Bertrand Gréco, journaliste et coprésident de la Société des journalistes du Journal du Dimanche

à franceinfo

 C'est même une atteinte à la liberté de la presse, à notre rédaction qui n'a pas demandé à se retrouver dans cette situation-là et à changer de ligne telle que cela lui est promis. 


C'est un mouvement qui dure. Quel est le moral aujourd'hui du côté de la rédaction du JDD ? 


C'est très difficile de faire une grève. Quand on est gréviste, on n'est pas payé. Cela fait trois numéros de suite qu'on n'a pas pu paraître. On est dans notre troisième semaine de grève, et au-delà de nos salaires qui sont ne sont pas versés, c'est un crève-cœur pour nous de pas faire paraître notre journal et de passer à côté de l'actualité qui est riche.
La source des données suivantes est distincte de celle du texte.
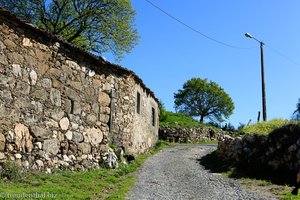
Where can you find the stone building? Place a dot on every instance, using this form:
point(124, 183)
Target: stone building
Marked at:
point(60, 105)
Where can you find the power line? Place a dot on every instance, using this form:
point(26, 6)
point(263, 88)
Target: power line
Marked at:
point(283, 55)
point(191, 28)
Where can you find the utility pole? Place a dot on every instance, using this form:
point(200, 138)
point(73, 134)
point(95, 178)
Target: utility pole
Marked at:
point(263, 86)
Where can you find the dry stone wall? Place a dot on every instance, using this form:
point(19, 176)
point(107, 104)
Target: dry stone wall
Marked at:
point(58, 106)
point(277, 152)
point(193, 134)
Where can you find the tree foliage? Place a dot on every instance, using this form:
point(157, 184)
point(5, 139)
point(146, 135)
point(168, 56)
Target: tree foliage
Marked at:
point(95, 25)
point(200, 98)
point(296, 114)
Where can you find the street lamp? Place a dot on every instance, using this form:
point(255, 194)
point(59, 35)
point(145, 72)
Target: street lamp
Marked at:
point(262, 75)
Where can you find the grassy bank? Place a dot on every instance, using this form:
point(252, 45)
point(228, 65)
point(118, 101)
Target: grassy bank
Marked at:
point(94, 184)
point(267, 127)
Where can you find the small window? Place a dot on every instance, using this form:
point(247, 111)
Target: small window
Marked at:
point(153, 117)
point(138, 102)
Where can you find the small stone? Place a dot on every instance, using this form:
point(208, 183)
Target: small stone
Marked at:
point(2, 156)
point(55, 97)
point(93, 136)
point(40, 132)
point(33, 77)
point(18, 156)
point(104, 99)
point(69, 135)
point(39, 163)
point(66, 158)
point(2, 142)
point(57, 114)
point(23, 139)
point(38, 145)
point(46, 83)
point(17, 71)
point(91, 118)
point(64, 123)
point(27, 42)
point(51, 146)
point(77, 137)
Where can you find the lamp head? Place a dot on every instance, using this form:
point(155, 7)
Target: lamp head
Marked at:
point(248, 35)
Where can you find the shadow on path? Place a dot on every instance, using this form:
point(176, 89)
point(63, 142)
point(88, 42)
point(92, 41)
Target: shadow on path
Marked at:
point(215, 164)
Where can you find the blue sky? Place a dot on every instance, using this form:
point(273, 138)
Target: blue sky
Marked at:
point(169, 53)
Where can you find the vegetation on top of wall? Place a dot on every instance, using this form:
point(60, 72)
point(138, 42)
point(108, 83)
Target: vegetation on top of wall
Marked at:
point(265, 128)
point(171, 119)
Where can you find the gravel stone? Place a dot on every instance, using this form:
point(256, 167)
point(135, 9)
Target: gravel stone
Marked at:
point(176, 173)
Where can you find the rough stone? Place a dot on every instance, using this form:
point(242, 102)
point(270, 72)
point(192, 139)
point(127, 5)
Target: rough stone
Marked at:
point(93, 136)
point(17, 71)
point(2, 156)
point(69, 135)
point(23, 139)
point(85, 148)
point(104, 99)
point(64, 123)
point(18, 156)
point(91, 118)
point(104, 118)
point(51, 146)
point(39, 132)
point(27, 42)
point(2, 142)
point(39, 163)
point(55, 97)
point(33, 77)
point(76, 108)
point(57, 114)
point(77, 137)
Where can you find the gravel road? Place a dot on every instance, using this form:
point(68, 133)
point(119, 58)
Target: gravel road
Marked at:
point(176, 173)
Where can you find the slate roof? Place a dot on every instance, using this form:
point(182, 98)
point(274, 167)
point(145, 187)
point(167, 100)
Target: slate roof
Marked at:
point(4, 13)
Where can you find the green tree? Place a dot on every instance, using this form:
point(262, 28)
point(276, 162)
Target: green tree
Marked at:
point(95, 25)
point(200, 98)
point(296, 114)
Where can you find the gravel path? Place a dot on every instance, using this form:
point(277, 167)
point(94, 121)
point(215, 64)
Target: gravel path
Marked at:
point(175, 173)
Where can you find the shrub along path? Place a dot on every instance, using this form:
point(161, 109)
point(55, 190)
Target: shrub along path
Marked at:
point(175, 173)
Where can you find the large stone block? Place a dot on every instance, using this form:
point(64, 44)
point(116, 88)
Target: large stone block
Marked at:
point(64, 123)
point(85, 148)
point(39, 132)
point(93, 136)
point(55, 97)
point(51, 146)
point(2, 142)
point(104, 99)
point(23, 139)
point(104, 118)
point(77, 137)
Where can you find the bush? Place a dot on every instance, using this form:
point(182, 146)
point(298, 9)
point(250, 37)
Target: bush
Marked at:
point(177, 120)
point(10, 170)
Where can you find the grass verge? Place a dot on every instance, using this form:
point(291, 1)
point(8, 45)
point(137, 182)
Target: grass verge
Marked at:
point(94, 184)
point(258, 181)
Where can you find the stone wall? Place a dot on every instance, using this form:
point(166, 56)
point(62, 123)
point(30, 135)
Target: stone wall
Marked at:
point(182, 134)
point(278, 152)
point(60, 106)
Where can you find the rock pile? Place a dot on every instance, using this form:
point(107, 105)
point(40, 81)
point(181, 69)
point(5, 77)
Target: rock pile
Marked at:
point(193, 134)
point(278, 152)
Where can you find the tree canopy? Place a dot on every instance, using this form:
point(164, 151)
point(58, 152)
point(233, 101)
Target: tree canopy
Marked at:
point(200, 98)
point(296, 114)
point(97, 26)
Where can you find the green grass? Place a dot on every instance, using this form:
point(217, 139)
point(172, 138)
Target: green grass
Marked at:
point(177, 120)
point(265, 128)
point(94, 184)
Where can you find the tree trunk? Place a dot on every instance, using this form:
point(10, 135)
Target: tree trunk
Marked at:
point(201, 119)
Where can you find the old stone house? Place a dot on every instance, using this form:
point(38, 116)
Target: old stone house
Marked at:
point(60, 105)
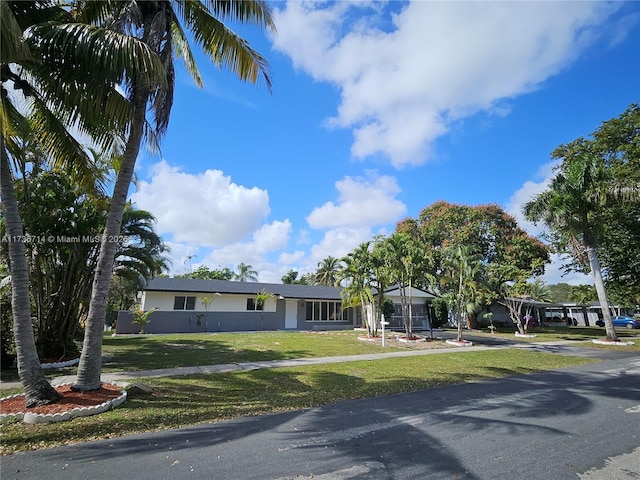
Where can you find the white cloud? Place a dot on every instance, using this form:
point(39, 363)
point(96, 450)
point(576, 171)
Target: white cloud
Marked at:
point(337, 243)
point(553, 273)
point(361, 202)
point(439, 62)
point(206, 209)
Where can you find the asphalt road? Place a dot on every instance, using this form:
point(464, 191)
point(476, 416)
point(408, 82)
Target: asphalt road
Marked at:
point(575, 423)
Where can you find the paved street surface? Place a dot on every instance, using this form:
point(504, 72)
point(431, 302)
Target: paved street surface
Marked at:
point(575, 423)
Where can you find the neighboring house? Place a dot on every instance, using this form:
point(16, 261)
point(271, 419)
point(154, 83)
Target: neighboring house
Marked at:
point(186, 305)
point(553, 313)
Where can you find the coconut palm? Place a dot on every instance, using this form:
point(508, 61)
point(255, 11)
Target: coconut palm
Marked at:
point(245, 273)
point(460, 282)
point(47, 85)
point(261, 300)
point(328, 272)
point(161, 24)
point(358, 291)
point(570, 208)
point(404, 260)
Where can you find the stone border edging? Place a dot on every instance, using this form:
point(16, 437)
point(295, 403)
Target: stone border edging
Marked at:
point(597, 341)
point(34, 418)
point(68, 363)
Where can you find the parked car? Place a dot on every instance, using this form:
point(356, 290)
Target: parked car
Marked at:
point(621, 321)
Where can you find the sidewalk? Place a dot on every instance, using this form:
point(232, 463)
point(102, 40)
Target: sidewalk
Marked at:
point(234, 367)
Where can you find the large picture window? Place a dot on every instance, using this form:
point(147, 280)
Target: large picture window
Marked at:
point(252, 304)
point(184, 303)
point(325, 311)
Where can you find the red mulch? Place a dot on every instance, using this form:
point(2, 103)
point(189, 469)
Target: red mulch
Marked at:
point(68, 402)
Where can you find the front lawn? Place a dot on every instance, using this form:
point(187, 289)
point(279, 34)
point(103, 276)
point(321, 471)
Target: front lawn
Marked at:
point(182, 401)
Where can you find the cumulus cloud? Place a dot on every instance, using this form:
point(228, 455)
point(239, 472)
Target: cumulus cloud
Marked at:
point(526, 193)
point(553, 272)
point(433, 62)
point(206, 209)
point(361, 202)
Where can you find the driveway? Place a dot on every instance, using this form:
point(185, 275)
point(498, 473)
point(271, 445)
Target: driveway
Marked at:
point(575, 423)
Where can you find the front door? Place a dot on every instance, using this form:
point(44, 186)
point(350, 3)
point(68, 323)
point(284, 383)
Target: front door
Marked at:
point(291, 315)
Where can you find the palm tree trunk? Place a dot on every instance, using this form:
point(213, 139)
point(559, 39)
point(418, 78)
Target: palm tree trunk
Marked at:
point(37, 389)
point(598, 282)
point(90, 366)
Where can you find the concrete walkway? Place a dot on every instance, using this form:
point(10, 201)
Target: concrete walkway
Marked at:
point(246, 366)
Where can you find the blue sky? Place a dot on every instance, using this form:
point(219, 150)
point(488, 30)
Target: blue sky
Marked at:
point(379, 109)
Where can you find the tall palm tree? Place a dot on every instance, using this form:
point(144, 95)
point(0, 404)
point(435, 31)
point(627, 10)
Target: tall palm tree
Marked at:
point(161, 24)
point(358, 291)
point(245, 273)
point(570, 208)
point(44, 57)
point(328, 272)
point(404, 260)
point(461, 269)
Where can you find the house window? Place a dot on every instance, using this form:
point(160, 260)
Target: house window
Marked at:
point(323, 311)
point(253, 305)
point(184, 303)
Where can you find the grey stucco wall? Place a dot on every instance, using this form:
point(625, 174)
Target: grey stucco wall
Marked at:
point(181, 321)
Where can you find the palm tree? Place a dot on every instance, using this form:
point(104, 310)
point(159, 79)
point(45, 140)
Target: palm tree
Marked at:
point(570, 207)
point(328, 272)
point(58, 90)
point(161, 25)
point(245, 273)
point(404, 260)
point(358, 291)
point(261, 299)
point(461, 269)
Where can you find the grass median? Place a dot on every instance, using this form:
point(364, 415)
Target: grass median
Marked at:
point(182, 401)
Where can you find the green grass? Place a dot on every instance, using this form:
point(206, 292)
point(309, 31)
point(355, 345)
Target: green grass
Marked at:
point(148, 352)
point(182, 401)
point(168, 351)
point(552, 334)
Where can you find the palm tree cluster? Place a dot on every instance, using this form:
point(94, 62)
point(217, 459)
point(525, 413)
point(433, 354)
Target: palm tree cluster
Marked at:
point(596, 181)
point(63, 67)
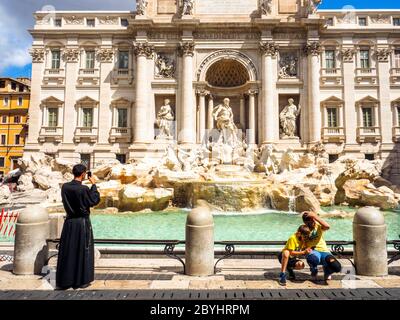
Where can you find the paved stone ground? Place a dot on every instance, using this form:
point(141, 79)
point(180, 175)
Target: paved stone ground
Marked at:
point(163, 278)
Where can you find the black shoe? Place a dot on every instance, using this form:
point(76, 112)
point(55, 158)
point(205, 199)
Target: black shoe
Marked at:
point(292, 276)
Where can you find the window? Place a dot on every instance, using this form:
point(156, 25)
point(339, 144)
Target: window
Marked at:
point(364, 59)
point(90, 23)
point(124, 22)
point(330, 59)
point(123, 60)
point(87, 117)
point(52, 117)
point(362, 21)
point(121, 158)
point(122, 117)
point(332, 117)
point(57, 22)
point(85, 160)
point(370, 156)
point(397, 58)
point(90, 59)
point(367, 117)
point(55, 59)
point(333, 157)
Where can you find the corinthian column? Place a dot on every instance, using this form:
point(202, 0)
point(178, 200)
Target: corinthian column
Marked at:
point(269, 112)
point(143, 51)
point(313, 50)
point(187, 134)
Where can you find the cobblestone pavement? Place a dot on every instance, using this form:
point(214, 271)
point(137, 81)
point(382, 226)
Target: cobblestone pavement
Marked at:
point(236, 278)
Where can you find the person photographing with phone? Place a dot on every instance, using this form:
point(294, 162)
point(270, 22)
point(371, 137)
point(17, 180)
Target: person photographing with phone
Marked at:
point(75, 265)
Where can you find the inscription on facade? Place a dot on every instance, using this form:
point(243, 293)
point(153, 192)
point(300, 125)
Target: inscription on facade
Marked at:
point(226, 6)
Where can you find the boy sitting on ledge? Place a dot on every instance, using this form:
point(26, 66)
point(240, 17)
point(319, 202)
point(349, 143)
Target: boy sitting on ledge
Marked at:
point(290, 253)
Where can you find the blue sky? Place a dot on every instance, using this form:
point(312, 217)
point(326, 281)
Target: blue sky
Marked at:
point(17, 18)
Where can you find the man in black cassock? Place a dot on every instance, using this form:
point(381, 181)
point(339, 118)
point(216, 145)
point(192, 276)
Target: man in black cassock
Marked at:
point(75, 266)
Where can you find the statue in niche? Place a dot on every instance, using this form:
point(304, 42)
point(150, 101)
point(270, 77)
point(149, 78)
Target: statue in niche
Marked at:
point(223, 116)
point(288, 117)
point(165, 66)
point(164, 120)
point(288, 65)
point(313, 5)
point(266, 6)
point(187, 7)
point(141, 6)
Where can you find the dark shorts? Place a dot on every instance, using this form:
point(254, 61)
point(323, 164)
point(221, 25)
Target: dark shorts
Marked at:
point(291, 263)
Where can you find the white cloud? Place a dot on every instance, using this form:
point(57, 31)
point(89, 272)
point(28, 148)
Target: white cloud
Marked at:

On aimerait pouvoir faire notre métier comme on l'a toujours fait, en toute indépendance. C'est extrêmement douloureux de faire grève, mais chaque jour, on vote la reconduction de la grève, encore aujourd'hui [jeudi] à 97 %. La rédaction est extrêmement mobilisée et extrêmement soudée et déterminée dans son combat.